Les personnes présentent dans le salon cessent leurs échanges, la voix douce de ma mère se fait entendre depuis ce lieu. J'avance en direction du salon, mais mon subconscient me conseille plutôt de retourner vers la porte. Je me retrouve face à mes deux parents qui sont installés dans le canapé en cuir, ma mère un sourire mal à l'aise pendu aux lèvres et mon père porte un air coupable sur son visage. Une troisième personne me fait dos, confortablement installé dans le fauteuil. L'odeur d'un parfum flotte dans l'air, j'hésite un instant … Mon frère se retourne et m'observe d'un regard noir. Ma machoire se serre et je commence à sentir les battements de mon cœur au niveau de mes tempes. Le silence qui occupe la pièce en dit long sur la tension qui règne dans l'atmosphère. Mon frère finit par lâcher mon regard et s'installe de nouveau confortablement dans le fauteuil. Ma mère se lève et s'avance vers moi, l'air abattu.
«
- Bonsoir mon chéri, comment vas-tu ? »
Elle me prend dans ses bras.«
- Ça va, je te remercie maman. Qu'est-ce qu'il fait ici ? »
Mon frère se lève et se retourne brusquement vers nous, je mets fin à l'étreinte de ma mère et fais un pas vers lui. Il se bombe sous l'effet de la colère et me toise d'un air provoquant.
«
- J'te signal qu'ici c'est également chez mes parents. T'as un problème avec ça, Tayler ? »
«
- Qu'est-ce t'as à prendre cet air, hein ? Redescend mon gars, tu sais que si je t'attrape je te casse tes deux jambes, alors arrête ton cirque là. »

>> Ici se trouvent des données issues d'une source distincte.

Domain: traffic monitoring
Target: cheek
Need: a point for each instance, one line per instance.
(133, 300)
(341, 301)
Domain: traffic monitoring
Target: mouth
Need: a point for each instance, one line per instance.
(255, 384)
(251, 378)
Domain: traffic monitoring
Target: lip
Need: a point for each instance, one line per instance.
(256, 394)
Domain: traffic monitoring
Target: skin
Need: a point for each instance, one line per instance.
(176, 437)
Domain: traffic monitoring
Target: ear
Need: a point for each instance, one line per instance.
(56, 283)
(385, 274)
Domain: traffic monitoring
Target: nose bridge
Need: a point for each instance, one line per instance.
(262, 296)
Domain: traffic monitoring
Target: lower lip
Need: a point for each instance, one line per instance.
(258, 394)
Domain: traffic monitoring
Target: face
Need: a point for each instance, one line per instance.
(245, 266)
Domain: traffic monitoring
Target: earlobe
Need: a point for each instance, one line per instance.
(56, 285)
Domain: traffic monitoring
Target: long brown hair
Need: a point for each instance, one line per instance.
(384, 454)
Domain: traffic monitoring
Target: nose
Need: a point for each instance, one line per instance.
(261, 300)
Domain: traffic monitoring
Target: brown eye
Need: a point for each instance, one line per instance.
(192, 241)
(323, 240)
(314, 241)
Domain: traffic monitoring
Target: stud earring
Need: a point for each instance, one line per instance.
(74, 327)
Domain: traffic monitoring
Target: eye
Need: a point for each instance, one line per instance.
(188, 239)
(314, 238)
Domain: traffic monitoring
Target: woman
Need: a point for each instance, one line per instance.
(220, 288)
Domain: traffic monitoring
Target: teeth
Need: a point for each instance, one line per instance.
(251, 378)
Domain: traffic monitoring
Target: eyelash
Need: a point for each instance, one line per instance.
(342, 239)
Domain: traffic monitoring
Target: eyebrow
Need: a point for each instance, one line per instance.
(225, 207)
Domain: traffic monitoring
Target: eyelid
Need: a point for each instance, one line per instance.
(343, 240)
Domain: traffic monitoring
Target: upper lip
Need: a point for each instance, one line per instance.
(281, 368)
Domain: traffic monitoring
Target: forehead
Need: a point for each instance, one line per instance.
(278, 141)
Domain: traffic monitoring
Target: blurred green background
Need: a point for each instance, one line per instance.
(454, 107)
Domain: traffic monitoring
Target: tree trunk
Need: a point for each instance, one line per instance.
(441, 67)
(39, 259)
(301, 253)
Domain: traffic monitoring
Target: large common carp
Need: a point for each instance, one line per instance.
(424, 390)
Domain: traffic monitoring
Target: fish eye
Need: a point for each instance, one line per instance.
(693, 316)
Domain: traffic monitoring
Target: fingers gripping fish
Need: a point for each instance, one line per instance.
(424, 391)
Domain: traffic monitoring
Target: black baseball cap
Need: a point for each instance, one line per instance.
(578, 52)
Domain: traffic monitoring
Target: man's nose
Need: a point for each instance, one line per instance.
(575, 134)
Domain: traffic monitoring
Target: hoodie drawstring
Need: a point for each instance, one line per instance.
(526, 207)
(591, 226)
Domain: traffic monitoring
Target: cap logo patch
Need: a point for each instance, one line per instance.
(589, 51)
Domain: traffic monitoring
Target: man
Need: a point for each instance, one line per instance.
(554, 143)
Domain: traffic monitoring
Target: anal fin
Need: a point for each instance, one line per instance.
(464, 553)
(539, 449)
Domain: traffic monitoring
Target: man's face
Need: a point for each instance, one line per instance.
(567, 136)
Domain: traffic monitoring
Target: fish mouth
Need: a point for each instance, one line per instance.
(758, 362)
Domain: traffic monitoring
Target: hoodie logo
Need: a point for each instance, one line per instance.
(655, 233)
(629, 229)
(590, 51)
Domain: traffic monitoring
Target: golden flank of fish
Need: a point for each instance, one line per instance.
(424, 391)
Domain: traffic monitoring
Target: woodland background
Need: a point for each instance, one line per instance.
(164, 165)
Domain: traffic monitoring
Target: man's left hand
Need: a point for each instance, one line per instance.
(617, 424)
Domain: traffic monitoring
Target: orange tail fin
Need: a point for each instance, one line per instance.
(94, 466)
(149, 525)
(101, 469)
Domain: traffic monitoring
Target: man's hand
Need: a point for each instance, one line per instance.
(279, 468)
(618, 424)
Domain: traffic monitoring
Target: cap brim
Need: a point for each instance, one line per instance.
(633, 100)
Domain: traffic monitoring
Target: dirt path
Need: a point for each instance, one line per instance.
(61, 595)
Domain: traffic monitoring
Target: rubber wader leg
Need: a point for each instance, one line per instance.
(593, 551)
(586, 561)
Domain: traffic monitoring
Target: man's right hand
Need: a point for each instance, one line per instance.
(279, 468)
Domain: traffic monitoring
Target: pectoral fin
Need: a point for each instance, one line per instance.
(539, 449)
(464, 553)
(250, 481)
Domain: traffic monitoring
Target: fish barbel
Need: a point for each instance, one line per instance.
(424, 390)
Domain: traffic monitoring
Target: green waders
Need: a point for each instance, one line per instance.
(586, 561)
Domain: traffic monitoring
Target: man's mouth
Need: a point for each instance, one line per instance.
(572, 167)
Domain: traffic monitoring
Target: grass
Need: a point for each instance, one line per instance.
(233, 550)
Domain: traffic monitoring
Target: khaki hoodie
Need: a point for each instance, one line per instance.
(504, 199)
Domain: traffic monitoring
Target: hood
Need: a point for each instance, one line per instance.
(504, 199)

J'explose de rire en le voyant.«
- Les garço... »
Mon frère pousse ma mère qui se trouve sur son chemin et se jette sur moi, nous tombons tout deux à terre. Ne m'attendant pas à ça, il en profite pour me coller son poing en pleine figure. Réaction immédiate de mon nez qui se met à saigner. J'attrape mon frère par ses épaules, le tire vers moi et lui met un bon coup de boule. Il tombe à côté de moi complètement sonné, ma mère qui est en larme dans les bras de mon père court vers son fils dans les vapes, tandis que mon paternel me tend l'une de ses mains.
«
- Aller lève toi fils, on va regarder ton nez de plus près. »
J'empoigne sa main et me lève tout en essuyant mon nez d'un revers de manche. J'observe mon père, puis ma mère à genoux auprès de mon frère qui revient à lui petit à petit. Je secoue la tête, m'avance vers la porte d'entrée en m'adressant à mon frère ;
«
- Quel con. Je me casse. Franchement j'te comprendrais jamais. »
Mes parents impuissants m'observent partir, les yeux larmoyants et très certainement le cœur lourd. Le conflit entre mon frère est moi se cultive chaque fois que l'on se voit et ça, depuis deux bonnes années maintenant. Les images me viennent en tête. La porte d'entrée claque derrière moi, dans un état second de colère intense je monte à bord de mon 4x4 et pars dans un crissement de pneus.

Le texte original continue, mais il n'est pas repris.